Mon State Gov’t Seeks Fund for Flood Resettlement Program
By NETWORK MEDIA GROUP (NMG)
Thursday, August 29, 2019
The Mon State government says that it needs funds to establish a resettlement program for flood victims and other disaster-affected people.
Recent flooding, landslides and strong winds have devastated a wide area of Mon State, resulting in huge losses of property. According to the state’s government, repairing the damage and minimizing the impact of future disasters will require a major investment of resources.
“If a house worth 10 million kyat [US$6,500] is damaged and we want to ensure that the new one can withstand future disasters, we must be prepared to spend 15 or 20 million kyat. That’s why we need so much money for our resettlement program,” Mon State government office director Myint Than Win told NMG.
According to Myint Than Win, the sheer size of the program makes it impossible to predict exactly how much it will cost.
The state government estimates that the recent disasters caused more than 13 billion kyat ($8.5 million) in damage.
Officials of the disaster management office said that as of Wednesday, they had received 1.5 billion kyat in donations from various donors.
“We still need funding for our resettlement program.

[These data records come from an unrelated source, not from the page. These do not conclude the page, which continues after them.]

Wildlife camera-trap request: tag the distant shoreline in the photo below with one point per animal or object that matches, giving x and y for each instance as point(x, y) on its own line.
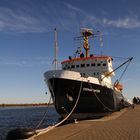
point(24, 105)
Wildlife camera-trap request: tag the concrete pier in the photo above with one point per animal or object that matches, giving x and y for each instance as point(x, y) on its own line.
point(123, 125)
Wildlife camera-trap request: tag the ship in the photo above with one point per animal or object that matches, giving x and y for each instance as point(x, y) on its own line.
point(83, 86)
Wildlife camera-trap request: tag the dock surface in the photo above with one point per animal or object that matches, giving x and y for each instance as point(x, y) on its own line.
point(123, 125)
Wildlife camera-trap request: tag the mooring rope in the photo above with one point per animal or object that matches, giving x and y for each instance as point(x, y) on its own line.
point(59, 123)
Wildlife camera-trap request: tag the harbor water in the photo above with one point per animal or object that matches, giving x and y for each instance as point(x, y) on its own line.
point(25, 117)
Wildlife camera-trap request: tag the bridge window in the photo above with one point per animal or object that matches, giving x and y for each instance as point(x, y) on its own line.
point(93, 64)
point(73, 66)
point(77, 66)
point(87, 65)
point(82, 65)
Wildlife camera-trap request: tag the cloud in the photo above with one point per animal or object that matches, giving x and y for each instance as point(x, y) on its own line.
point(11, 20)
point(26, 62)
point(30, 16)
point(122, 22)
point(126, 22)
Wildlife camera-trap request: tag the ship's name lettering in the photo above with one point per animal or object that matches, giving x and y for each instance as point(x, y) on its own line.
point(92, 90)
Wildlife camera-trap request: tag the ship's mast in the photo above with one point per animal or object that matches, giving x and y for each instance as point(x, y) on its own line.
point(86, 33)
point(55, 49)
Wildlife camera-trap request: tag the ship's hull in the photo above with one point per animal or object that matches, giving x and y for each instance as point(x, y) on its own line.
point(94, 98)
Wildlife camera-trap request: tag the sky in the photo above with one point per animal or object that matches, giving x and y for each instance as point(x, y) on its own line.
point(27, 41)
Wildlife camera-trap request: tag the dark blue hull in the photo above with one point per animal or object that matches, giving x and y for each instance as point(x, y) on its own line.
point(93, 98)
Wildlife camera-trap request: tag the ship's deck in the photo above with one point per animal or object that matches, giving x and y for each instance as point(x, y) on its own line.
point(118, 126)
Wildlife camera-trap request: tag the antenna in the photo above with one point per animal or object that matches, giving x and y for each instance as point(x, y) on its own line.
point(101, 39)
point(55, 49)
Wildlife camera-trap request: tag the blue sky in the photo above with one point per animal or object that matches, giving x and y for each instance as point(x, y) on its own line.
point(27, 41)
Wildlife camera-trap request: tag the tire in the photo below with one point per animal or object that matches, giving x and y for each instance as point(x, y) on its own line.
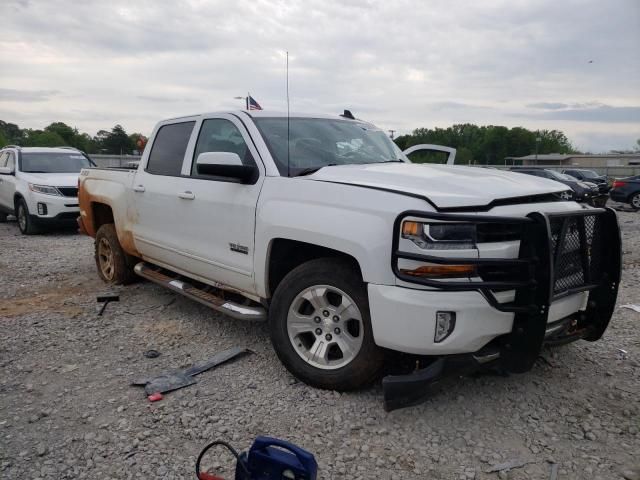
point(114, 265)
point(349, 359)
point(26, 224)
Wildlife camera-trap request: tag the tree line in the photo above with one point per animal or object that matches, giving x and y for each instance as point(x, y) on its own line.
point(115, 141)
point(485, 145)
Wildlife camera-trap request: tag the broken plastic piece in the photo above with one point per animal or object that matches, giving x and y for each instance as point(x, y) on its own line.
point(170, 381)
point(631, 306)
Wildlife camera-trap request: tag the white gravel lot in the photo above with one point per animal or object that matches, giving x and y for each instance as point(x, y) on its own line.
point(67, 409)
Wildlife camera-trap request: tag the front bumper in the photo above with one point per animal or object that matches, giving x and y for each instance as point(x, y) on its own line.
point(565, 280)
point(58, 209)
point(477, 322)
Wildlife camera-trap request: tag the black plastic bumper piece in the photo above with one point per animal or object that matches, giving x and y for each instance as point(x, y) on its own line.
point(402, 391)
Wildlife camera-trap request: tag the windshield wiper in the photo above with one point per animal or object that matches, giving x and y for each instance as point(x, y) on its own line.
point(310, 170)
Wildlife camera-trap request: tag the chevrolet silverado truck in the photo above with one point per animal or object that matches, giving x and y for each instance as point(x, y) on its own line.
point(323, 227)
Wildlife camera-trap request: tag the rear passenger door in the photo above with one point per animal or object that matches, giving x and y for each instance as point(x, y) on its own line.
point(154, 215)
point(217, 217)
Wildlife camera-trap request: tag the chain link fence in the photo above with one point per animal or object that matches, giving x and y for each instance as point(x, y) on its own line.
point(115, 161)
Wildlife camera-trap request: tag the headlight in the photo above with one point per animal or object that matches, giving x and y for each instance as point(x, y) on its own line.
point(449, 236)
point(46, 189)
point(567, 195)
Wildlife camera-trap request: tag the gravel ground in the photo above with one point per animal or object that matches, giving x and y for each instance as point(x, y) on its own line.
point(67, 409)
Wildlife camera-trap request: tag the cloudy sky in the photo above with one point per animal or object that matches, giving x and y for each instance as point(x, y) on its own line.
point(572, 65)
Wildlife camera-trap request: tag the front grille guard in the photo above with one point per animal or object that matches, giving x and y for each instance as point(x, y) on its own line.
point(547, 269)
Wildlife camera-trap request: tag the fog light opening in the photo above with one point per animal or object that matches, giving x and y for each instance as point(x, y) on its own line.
point(445, 323)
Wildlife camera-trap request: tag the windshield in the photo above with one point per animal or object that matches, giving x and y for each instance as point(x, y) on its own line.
point(319, 142)
point(561, 176)
point(55, 162)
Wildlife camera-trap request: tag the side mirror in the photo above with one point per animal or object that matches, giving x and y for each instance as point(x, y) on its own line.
point(225, 164)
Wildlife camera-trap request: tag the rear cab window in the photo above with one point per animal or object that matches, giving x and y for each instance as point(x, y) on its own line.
point(221, 135)
point(168, 149)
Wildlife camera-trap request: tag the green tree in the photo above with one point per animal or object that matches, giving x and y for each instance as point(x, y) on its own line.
point(12, 133)
point(41, 138)
point(117, 141)
point(65, 132)
point(485, 144)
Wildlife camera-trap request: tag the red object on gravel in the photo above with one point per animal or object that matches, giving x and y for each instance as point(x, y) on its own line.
point(154, 397)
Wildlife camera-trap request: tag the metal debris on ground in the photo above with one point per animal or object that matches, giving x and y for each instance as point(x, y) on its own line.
point(170, 381)
point(105, 299)
point(509, 464)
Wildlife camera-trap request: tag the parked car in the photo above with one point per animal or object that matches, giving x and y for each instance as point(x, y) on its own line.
point(591, 177)
point(324, 227)
point(627, 190)
point(582, 191)
point(40, 186)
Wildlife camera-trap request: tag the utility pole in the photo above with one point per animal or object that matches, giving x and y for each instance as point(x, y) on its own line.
point(538, 140)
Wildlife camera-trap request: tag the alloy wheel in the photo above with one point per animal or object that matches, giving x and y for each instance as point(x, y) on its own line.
point(105, 258)
point(325, 327)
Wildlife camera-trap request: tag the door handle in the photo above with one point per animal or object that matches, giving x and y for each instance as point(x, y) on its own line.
point(187, 195)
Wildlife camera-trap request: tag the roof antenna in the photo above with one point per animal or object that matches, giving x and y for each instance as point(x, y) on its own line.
point(288, 121)
point(348, 114)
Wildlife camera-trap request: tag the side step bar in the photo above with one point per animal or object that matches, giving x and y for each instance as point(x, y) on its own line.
point(234, 310)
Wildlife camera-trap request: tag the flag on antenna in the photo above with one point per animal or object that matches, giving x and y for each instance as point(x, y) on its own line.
point(253, 105)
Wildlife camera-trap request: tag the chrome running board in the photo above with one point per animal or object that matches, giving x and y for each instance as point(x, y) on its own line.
point(232, 309)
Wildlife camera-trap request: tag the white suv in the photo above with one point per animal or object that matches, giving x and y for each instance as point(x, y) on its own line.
point(40, 185)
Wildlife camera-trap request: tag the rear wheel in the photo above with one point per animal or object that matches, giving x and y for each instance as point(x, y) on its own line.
point(25, 223)
point(320, 326)
point(114, 265)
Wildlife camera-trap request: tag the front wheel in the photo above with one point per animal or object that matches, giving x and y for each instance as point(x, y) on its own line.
point(320, 326)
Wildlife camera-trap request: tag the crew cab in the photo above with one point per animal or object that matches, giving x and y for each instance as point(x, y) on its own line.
point(322, 226)
point(39, 186)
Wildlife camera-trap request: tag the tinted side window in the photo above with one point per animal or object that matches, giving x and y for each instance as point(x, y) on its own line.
point(219, 135)
point(169, 147)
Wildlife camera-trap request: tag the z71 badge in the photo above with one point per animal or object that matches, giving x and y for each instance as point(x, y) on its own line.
point(235, 247)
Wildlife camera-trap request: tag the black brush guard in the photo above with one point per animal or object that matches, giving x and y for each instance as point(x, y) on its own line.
point(560, 254)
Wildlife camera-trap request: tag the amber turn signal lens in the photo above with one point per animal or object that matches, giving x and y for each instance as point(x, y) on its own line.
point(441, 271)
point(410, 229)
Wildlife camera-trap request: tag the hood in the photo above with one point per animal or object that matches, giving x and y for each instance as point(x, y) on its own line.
point(52, 179)
point(446, 186)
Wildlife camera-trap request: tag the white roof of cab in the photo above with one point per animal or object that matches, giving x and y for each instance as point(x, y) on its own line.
point(47, 149)
point(262, 113)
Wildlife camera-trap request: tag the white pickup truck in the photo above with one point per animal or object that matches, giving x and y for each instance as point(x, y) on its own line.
point(325, 228)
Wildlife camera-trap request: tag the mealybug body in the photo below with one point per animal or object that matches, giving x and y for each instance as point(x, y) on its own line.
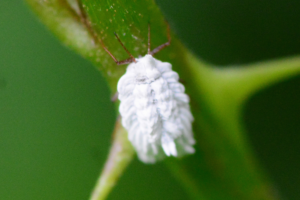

We are trying to work together with parliamentarians, respective authorities, ordinary people, NGOs, INGOs and donors,” Soe Myint, the director of Mon State’s General Administration Department, told NMG.
The state government is currently working on both short- and long-term resettlement plans. Currently, its focus is on short-term projects, such as clearing away mud, reopening schools, and providing learning materials to students.
The government said it would need more time to tackle long-term projects, but would do its best for those affected by disasters.
Hundreds of thousands of people were affected by flooding in the state’s Kyeikhto, Thahton, Beelin, Poung, Ye, Thanphyuzayap, Mudon, Chaung Sone and Kyaikmayaw townships. Nearly 3,000 people had to be evacuated during flooding in the first week of August.
Nearly 300 schools in Ye and Kyaikmayaw townships were closed for over three weeks because of flooding.